Son chemin l’avait amené près de petit Chamars, elle avait levé les yeux pour apprécier le spectacle si rare des platanes taquinés par la neige dans le crépuscule, quand elle le vit. Une silhouette juchée sur le vieil arsenal qui tenait aujourd’hui lieu de fac, en face d’un hôpital presque abandonné. Morgane n’eut pas de doute, elle savait quand un corps exhalait sa fin, quand un homme voulait mettre fin à son exil. Elle dirigea ainsi ces pas vers l’immeuble, se hissant tant bien que mal sur l’escalier rouillé qui menait au toit. En contrejour, elle vit ainsi un homme chauve de taille moyenne, tout juste revêtu d’un pull par-dessus un jeans. La première chose qui lui traversa l’esprit fut un sentiment de compassion pour le trentenaire qui lui tournait le dos, le froid était rude dans cette région.
Il voulait mourir lui avait appris la conversation, partir avec l’aube, salué par le lever du soleil.

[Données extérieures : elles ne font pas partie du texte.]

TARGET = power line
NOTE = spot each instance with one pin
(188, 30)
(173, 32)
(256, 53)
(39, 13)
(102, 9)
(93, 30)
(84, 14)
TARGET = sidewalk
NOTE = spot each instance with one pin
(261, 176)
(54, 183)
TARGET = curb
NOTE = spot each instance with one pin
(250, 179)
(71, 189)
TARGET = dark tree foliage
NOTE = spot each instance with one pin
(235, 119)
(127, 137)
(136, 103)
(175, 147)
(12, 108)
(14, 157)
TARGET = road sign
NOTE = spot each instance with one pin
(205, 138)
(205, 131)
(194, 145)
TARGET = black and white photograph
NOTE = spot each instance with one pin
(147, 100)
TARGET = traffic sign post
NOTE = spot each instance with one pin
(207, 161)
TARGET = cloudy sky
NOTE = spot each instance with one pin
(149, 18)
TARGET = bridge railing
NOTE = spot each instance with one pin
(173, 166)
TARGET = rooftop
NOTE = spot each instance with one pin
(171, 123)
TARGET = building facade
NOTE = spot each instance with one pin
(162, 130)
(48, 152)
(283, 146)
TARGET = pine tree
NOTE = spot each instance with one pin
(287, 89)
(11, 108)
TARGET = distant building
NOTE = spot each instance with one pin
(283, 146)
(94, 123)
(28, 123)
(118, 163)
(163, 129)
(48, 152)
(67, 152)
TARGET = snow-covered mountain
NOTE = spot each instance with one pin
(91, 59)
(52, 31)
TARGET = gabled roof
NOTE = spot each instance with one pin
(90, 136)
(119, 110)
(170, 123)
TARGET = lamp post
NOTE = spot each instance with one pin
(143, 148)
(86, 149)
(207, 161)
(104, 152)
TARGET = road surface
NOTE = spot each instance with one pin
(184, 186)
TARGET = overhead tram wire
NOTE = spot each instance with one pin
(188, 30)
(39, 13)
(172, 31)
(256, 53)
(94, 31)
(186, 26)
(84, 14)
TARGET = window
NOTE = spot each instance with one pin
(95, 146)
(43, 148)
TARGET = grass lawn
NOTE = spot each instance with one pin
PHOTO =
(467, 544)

Pour elle comme pour lui, la situation était étrange. Elle ne l’empêcherait pas de sauter, le suicide n’était qu’un tabou chrétien, mais elle avait à faire dans la nuit, et quelque part, une intuition lui murmurait que ce Jonas saurait offrir à son frère une conversation qui forcerait ce dernier à mettre son cerveau en action, à quitter son inertie coutumière en somme.
Elle sourit à Jonas, reprenant d’une voix qui se voulait innocente.

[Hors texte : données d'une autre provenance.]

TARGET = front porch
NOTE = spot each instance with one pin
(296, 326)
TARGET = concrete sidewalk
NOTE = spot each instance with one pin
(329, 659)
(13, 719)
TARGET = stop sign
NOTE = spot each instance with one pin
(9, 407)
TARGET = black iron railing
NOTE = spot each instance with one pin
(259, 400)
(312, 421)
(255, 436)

— Enfin, j’y vais, si vous souhaitez vous joindre à nous, on a du chocolat chaud, des discussions philosophiques et des cocktails Molotov.
Elle tourna les talons sur un petit rire et reprit sa route sans un regard en arrière. Dans le froid de décembre, Morgane prit son temps pour descendre les escaliers rouillés que le givre attaquait déjà. Alors qu’elle était à mi-course, elle entendit le tintement de métal d’un pas qui lui succédait. Son visage s’habilla de ce sourire satisfait par l’intuition récompensé. Elle se dirigeait vers une nuit longue et une compagnie nouvelle offrait au matin bien trop loin une nouvelle saveur. Celle de savoir que la violence qui accompagnerait ces pas serait partagé, que le jour aura une autre dimension si cette nuit était effectivement la dernière pour l’un de ceux qui marchait dans ces pas. Morgane frémit en s’habillant de cette robe tragique. Elle allait au-devant de la mort et elle marchait sans l’ombre d’une peur, car au fond d’elle, elle savait qu’elle n’aurait que la justice en sépulture.